Le credo de Fabius
Dans un texte sans détour, l'ancien Premier ministre demande que l'Etat légifère.
Le débat sur la laïcité a suscité de vives discussions au sein de la rédaction de Prospero, la revue politique que dirigent Michel Charzat, député, maire PS du 20e arrondissement, et Pierre Bergé. « L'engagement de la droite en faveur de la laïcité est à la mesure des embarras qu'elle provoque au sein de la gauche », note Michel Charzat. Pour ce magazine, Laurent Fabius a accepté de clarifier sans esquive sa pensée, notamment sur le voile à l'école.
Extrait : « Je crois que certains d'entre nous ont eu trop tendance à considérer la laïcité comme un acquis immuable, qui n'avait plus à être protégé. Ils ont été sensibles au fameux "droit à la différence" qui, si on n'y prend pas garde, conduit à la différence des droits. Le plus souvent, ce type de discours s'est affirmé en réaction à la laïcité façon IIIe République, à son côté niveleur et "blouse grise", ce qui a pu collectivement donner le sentiment que la gauche, dépositaire historique du combat pour la laïcité, tardait à réagir quand l'école a été confrontée à des offensives intégristes.

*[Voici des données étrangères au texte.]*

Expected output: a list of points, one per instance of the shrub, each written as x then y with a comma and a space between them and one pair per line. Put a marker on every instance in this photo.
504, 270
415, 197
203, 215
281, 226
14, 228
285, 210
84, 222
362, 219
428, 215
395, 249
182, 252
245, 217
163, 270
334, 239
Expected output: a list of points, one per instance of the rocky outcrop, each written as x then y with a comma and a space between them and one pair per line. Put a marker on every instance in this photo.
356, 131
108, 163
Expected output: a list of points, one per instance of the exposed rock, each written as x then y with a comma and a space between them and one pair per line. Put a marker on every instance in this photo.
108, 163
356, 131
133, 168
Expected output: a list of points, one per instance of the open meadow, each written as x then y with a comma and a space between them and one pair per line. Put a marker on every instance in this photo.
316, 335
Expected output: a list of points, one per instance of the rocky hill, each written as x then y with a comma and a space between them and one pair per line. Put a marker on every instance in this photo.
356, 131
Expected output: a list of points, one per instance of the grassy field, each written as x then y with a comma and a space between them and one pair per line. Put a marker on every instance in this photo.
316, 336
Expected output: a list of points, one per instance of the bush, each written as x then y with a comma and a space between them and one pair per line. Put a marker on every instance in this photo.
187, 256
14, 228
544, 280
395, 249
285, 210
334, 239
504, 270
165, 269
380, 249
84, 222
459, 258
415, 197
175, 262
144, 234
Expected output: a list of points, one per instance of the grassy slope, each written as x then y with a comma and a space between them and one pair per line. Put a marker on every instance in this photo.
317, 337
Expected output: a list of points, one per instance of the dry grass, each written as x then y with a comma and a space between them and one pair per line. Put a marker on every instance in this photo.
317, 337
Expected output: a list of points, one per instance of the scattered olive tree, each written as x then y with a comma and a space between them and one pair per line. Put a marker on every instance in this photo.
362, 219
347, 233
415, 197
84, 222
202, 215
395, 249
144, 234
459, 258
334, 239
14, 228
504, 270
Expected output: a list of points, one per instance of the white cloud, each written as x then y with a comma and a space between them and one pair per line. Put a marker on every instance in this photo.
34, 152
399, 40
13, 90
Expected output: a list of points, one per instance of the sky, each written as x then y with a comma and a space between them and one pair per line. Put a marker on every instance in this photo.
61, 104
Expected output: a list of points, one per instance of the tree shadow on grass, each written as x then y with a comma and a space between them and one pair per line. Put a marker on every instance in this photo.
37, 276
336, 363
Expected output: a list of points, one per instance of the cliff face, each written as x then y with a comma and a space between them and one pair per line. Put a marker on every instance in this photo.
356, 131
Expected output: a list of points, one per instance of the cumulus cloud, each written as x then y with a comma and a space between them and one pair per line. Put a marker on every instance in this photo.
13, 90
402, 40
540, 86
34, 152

S'agissant du voile islamique, beaucoup ont redouté qu'une trop grande fermeté ne se retourne contre celles-là mêmes que nous voulions protéger.

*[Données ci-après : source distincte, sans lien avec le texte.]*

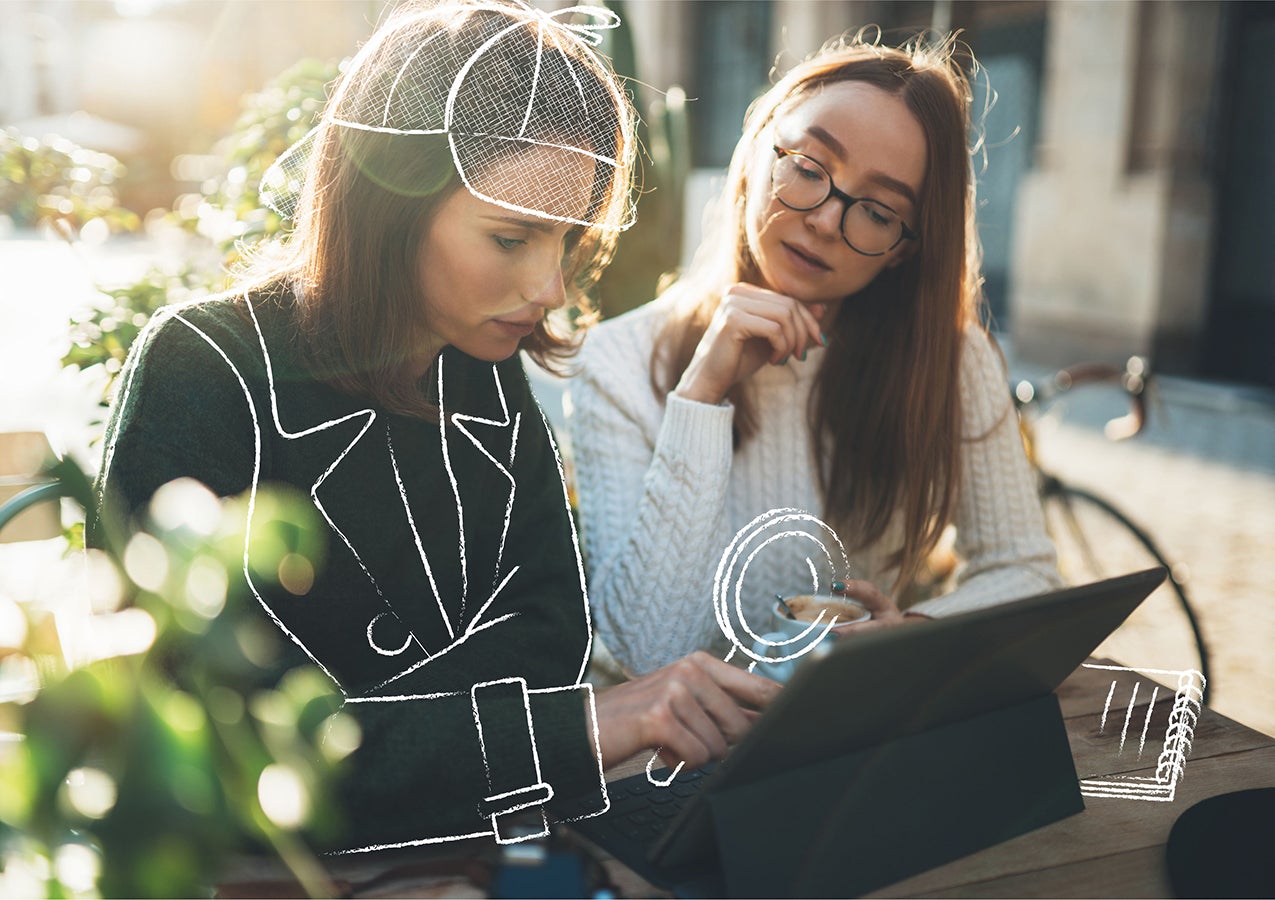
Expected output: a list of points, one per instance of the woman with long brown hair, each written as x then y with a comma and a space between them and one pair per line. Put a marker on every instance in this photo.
824, 351
468, 176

C'est dans ce contexte que l'avis du Conseil d'Etat de 1989 a cherché les voies de la conciliation - entre la liberté de conscience et la neutralité du service public - et de l'apaisement - entre l'école et les jeunes filles voilées. Mais en préconisant des solutions au cas par cas, la voie a été ouverte à une casuistique qui montre aujourd'hui ses limites. L'Etat ne peut pas se défausser sur les acteurs de terrain, mettant les chefs d'établissement et les équipes pédagogiques dans des situations difficiles. Car, alors, il y a autant de solutions que de situations, ce qui bat en brèche la notion républicaine d'égalité.

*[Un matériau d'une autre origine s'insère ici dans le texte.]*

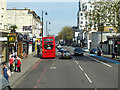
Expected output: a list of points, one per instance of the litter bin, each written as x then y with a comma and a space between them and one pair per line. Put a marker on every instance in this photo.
113, 55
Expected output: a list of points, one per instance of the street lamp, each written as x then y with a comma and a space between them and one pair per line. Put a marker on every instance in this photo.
42, 21
46, 27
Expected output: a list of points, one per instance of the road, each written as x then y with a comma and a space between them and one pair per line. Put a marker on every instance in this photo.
78, 72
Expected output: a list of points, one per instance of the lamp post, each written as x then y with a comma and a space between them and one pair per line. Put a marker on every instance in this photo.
42, 21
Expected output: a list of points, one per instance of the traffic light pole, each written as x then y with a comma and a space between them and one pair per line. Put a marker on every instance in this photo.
42, 24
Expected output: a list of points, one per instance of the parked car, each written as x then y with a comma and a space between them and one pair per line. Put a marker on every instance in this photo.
4, 84
78, 51
93, 51
66, 54
85, 49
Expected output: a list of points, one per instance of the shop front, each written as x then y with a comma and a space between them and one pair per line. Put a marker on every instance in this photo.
113, 44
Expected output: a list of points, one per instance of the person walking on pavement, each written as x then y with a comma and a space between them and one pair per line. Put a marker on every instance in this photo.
11, 60
19, 65
6, 71
16, 59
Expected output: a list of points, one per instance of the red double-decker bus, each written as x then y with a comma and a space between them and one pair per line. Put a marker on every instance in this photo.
48, 47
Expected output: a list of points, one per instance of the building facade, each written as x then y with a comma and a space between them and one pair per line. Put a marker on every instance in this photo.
25, 20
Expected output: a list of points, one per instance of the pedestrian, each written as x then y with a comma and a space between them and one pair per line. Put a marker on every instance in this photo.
15, 61
19, 65
11, 60
6, 72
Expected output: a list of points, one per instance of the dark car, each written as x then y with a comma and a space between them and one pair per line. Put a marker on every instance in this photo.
66, 54
93, 51
4, 84
78, 51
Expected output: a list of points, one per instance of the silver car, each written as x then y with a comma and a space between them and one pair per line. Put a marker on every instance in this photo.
4, 84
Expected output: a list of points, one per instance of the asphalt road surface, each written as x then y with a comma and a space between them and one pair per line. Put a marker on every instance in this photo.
78, 72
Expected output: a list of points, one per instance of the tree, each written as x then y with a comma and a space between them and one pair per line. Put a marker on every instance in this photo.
104, 12
66, 33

Je souhaite donc que nous sortions de l'ambiguïté : c'est pourquoi je suis favorable à la réaffirmation du principe de laïcité à l'école. Concrètement, cela signifie - je suis clair, car il faut l'être - l'interdiction de tout signe religieux au sein de l'enceinte scolaire, et singulièrement de la salle de classe. Il faudra trouver le moyen juridique approprié, l'essentiel, je le répète, est que la règle soit claire. L'école est le lieu d'apprentissage de la citoyenneté, pas le champ clos d'ostentation et de juxtaposition des identités religieuses.